Following up on the last post about the mistranslation of film titles (and sometimes dialogue), I would like to focus on a recent and not very well-known case, The Wackness (2008), to provide a more detailed analysis of this curious phenomenon.
Let’s start, obviously, from the title, which became Fa’ la cosa sbagliata – Do The Wrong Thing – clearly drawing on Spike Lee’s masterpiece Do The Right Thing. Now, words like “wackness” are a translator’s sweetest challenge and worst nightmare, as sometimes so much gets lost in the translation of slang that massive reworking is required. Anyway, this term comes up in a conversation where the main character is more or less defined by the girl he likes, who tells him
“Know what your problem is, Shapiro? It’s that you just have this really shitty way of looking at things, ya know? I don’t have that problem. I just look at the dopeness. But you, it’s like you just look at the wackness, ya know?”
which in the Italian translation became
“Sai qual è il tuo problema Shapiro? È che tu hai davvero un modo del cazzo di guardare alle cose, capisci? Io non ho quel problema, io vedo solo lo sballo… mentre tu vedi solo l’aspetto negativo… mi spiego?”

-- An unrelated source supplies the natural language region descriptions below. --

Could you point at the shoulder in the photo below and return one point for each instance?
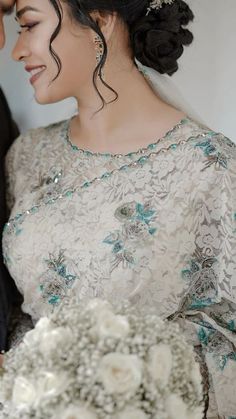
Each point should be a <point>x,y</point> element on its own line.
<point>213,150</point>
<point>28,147</point>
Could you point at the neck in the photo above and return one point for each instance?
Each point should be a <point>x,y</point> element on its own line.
<point>113,127</point>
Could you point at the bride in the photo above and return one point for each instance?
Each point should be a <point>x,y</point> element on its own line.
<point>130,198</point>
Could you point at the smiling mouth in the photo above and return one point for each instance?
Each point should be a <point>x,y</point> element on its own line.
<point>36,73</point>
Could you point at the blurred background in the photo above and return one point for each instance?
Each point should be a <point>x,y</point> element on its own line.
<point>206,79</point>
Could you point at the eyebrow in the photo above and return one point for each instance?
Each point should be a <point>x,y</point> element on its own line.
<point>25,9</point>
<point>6,10</point>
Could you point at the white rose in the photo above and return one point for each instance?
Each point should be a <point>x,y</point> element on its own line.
<point>52,339</point>
<point>108,324</point>
<point>196,378</point>
<point>24,393</point>
<point>120,373</point>
<point>131,413</point>
<point>33,337</point>
<point>197,414</point>
<point>160,363</point>
<point>176,408</point>
<point>96,305</point>
<point>50,384</point>
<point>44,324</point>
<point>76,412</point>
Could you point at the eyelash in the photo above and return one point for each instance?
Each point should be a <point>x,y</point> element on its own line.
<point>29,27</point>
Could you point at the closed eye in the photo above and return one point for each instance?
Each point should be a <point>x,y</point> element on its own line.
<point>28,27</point>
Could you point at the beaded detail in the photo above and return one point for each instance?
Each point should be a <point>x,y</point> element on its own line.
<point>19,218</point>
<point>141,151</point>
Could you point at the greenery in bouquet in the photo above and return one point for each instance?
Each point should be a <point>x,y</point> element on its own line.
<point>91,360</point>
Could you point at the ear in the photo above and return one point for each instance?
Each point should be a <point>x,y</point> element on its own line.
<point>106,22</point>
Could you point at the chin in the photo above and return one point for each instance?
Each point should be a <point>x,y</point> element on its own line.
<point>45,99</point>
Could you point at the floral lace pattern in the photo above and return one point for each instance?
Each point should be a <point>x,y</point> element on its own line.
<point>160,232</point>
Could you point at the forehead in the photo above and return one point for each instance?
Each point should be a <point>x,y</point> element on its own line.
<point>5,5</point>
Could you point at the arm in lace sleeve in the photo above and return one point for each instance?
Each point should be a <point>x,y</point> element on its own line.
<point>19,323</point>
<point>208,307</point>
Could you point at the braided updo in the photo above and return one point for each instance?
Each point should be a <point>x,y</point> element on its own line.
<point>157,39</point>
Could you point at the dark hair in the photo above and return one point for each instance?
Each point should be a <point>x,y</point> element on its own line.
<point>157,39</point>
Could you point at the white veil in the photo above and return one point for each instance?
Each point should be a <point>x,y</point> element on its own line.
<point>168,91</point>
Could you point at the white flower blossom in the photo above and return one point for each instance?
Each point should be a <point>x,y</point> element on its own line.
<point>131,413</point>
<point>53,339</point>
<point>109,324</point>
<point>77,412</point>
<point>50,384</point>
<point>120,373</point>
<point>160,363</point>
<point>34,336</point>
<point>196,414</point>
<point>24,393</point>
<point>176,408</point>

If you understand some Italian, you’ll notice how the passage’s register was sensibly altered by the translator, who appears to have ignored the slangy, youthful quality of the original, throwing in a very out-of-context “Sballo” which means “getting high”, and is not really suited to translate “dopeness”. Not to mention that “the wackness” became an unbelievably dull “negative aspect” without even an attempt at finding a decent solution. One could have tried something like
“Sai qual è il tuo problema Shapiro? È che hai proprio ‘sto modo del cazzo di vedere le cose, capisci? Io non ce l’ho quel problema, io vedo solo i pregi… Ma tu, è come se vedessi solo gli scazzi… capisci?”
Please forgive my unsolicited – and still not satisfactory – translation, but the point is, one has to reproduce not just the meaning, but the tone, the style, the vague but nonetheless important spirit of the original. Create in the audience of the translated work the closest possible impressions to the ones the original produced in its own audience.
Moreover, this sentence is pivotal in the characterisation of the protagonist, it only makes sense that it becomes the title. And even if didn’t, that was the authors’ choice. The Italian title, though, is a distortion of a line Ben Kingsley’s character says:
Sometimes it’s right to do the wrong thing, and right now is one of those times
Sure, under the original title there’s a small comment that reads “Sometimes it’s right to do the wrong things”. The quote, calling Spike Lee’s movie to mind, was already there, but it was discreet, and marginal. Not to mention that the imperative “Do the wrong thing” is nowhere to be heard in the movie. In my opinion, this approach is offensive to authors and spectators alike. At least to the serious ones.
A little aside, on the original poster the title was in beautiful and fitting wild style graffiti, while in the Italian version it was written in a rather bland and nondescript font. So much for fidelity.